Artificial analysis does good API provider inference benchmarking and has evaluated Cerebras, Groq, Sambanova, the many Nvidia-based solutions, etc. IMO it makes way more sense to benchmark actual usable end points rather than submit closed and modified implementations to mlcommons. Graphcore had the fastest BERT submission at one point (when BERT was relevant lol) and it didn't really move the needle at all.
Without optimized implementations their performance will look like shit, even if their chip were years ahead of the competition.
Building efficient implementations with an immature ecosystem and toolchain doesn't sound like a good time. But yeah, huge red flag. If they can't get their chip to perform there's no hope for customers.
“nvidia’s chip is better than yours. If you can’t make your software run well on nvidia’s chip, you have no hope of making it run well on your chip, least of all the first version of your chip.”
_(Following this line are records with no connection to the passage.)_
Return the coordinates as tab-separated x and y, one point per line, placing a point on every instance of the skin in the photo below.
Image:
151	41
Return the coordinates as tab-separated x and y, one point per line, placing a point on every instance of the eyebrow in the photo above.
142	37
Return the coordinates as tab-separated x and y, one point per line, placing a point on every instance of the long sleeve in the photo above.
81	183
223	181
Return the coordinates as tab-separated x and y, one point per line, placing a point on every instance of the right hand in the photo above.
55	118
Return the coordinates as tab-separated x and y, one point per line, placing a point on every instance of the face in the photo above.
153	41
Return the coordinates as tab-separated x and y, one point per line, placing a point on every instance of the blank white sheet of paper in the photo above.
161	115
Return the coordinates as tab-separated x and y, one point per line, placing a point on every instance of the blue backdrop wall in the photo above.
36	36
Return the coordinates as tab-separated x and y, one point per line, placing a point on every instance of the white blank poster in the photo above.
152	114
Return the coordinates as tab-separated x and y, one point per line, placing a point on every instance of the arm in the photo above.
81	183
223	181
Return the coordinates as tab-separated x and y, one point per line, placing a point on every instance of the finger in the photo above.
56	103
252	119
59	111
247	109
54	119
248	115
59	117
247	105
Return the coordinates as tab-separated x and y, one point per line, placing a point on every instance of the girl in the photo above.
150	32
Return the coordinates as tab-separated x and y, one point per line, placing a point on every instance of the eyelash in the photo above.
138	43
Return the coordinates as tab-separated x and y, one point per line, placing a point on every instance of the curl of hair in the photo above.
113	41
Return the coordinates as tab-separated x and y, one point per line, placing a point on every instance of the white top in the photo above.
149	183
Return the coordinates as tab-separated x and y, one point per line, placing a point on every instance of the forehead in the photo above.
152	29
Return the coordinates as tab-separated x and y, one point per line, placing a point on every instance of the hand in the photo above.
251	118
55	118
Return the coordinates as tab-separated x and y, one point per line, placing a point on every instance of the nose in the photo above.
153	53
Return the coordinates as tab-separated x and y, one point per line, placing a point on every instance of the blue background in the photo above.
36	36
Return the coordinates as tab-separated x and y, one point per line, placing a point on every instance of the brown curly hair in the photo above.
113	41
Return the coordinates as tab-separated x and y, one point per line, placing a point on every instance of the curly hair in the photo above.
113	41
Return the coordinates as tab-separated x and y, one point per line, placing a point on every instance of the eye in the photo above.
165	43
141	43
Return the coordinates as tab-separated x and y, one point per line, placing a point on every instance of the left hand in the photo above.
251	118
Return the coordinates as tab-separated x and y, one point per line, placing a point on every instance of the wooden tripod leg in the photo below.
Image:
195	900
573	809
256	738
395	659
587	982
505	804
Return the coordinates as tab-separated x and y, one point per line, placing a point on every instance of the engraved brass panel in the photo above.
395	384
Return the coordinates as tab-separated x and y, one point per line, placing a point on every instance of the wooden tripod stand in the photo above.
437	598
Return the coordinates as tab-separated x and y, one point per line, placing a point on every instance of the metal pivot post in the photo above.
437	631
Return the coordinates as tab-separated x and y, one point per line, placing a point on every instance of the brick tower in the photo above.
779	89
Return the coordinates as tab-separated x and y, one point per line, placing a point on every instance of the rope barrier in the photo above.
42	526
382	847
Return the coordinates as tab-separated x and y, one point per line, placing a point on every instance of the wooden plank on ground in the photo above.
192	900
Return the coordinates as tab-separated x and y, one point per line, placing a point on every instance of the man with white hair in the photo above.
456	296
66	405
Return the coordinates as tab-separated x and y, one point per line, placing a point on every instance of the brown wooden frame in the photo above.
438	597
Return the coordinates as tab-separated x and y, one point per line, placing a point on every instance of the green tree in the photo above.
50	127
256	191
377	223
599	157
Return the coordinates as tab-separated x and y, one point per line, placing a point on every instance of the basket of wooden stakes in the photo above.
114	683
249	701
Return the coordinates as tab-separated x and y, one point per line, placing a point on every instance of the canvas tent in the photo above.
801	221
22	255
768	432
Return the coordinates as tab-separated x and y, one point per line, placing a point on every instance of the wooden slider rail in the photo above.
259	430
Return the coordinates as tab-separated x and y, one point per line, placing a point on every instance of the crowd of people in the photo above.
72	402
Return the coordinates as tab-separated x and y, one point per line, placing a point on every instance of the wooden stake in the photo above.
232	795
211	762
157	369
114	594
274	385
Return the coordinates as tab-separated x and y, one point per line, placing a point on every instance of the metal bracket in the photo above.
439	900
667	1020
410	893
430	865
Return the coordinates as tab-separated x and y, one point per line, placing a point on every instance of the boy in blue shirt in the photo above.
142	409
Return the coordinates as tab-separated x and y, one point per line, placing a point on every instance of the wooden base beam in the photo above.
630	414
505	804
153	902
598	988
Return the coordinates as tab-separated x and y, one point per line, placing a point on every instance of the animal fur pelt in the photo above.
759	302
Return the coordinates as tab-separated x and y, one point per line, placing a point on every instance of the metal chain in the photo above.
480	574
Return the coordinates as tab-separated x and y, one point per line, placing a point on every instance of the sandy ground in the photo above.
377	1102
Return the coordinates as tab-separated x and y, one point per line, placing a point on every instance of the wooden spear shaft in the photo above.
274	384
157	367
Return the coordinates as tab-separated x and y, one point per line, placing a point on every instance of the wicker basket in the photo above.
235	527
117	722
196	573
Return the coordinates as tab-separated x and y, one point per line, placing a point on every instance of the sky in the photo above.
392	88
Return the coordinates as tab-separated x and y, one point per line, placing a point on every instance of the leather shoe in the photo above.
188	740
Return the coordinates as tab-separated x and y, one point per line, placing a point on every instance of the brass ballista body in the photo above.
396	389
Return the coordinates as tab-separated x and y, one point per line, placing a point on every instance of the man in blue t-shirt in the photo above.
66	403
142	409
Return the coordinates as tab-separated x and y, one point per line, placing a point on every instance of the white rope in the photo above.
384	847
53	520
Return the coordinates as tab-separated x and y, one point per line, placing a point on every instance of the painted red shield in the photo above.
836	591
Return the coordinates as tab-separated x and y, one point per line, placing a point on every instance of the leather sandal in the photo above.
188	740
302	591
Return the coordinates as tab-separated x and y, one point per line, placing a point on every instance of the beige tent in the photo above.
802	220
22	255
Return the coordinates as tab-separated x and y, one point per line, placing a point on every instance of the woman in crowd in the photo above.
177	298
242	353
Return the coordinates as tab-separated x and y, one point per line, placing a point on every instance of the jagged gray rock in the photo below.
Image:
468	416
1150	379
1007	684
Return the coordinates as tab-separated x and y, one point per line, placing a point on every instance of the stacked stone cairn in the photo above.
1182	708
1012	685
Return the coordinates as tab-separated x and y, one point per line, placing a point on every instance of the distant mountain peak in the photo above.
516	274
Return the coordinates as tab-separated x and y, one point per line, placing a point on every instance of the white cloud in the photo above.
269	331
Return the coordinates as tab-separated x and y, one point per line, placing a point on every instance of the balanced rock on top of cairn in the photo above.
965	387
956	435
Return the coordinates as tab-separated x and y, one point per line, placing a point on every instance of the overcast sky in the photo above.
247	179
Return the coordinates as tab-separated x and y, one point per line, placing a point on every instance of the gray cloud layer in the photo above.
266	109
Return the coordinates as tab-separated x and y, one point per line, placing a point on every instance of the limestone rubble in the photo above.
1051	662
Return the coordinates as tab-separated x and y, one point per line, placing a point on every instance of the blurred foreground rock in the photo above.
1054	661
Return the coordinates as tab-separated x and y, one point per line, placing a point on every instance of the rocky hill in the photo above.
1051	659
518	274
That’s why tinycorp is betting on a simple ML framework (tinygrad, which they develop and make available open source) whose promise is, due to the few operations needed by the framework: it’ll be very easy to get this software to run on a (eg your) new chip and then you can run ML workloads.
I’m not a (real) expert in the field but find the reasoning compelling. And it might be a good explanation for the competition for nvidia existing in hardware, but seemingly not in reality (ie including software that does something with it).
This sounds easy in theory, but in reality, based on current models, the implementations are often tuned to make them work fast on the chip. As an engineer in the ML compiler space, I think this idea of just using small primitives, which comes from the compiler / bytecode world, is not going to yield acceptable performance.
I would love to try some of the stuff I do with CUDA on AMD hardware to get some first-hand experience, but it's a though sell: They are not as widely available to rent and telling my boss to order a few GPUs, so we can inspect that potential mess for ourselves is not convincing either.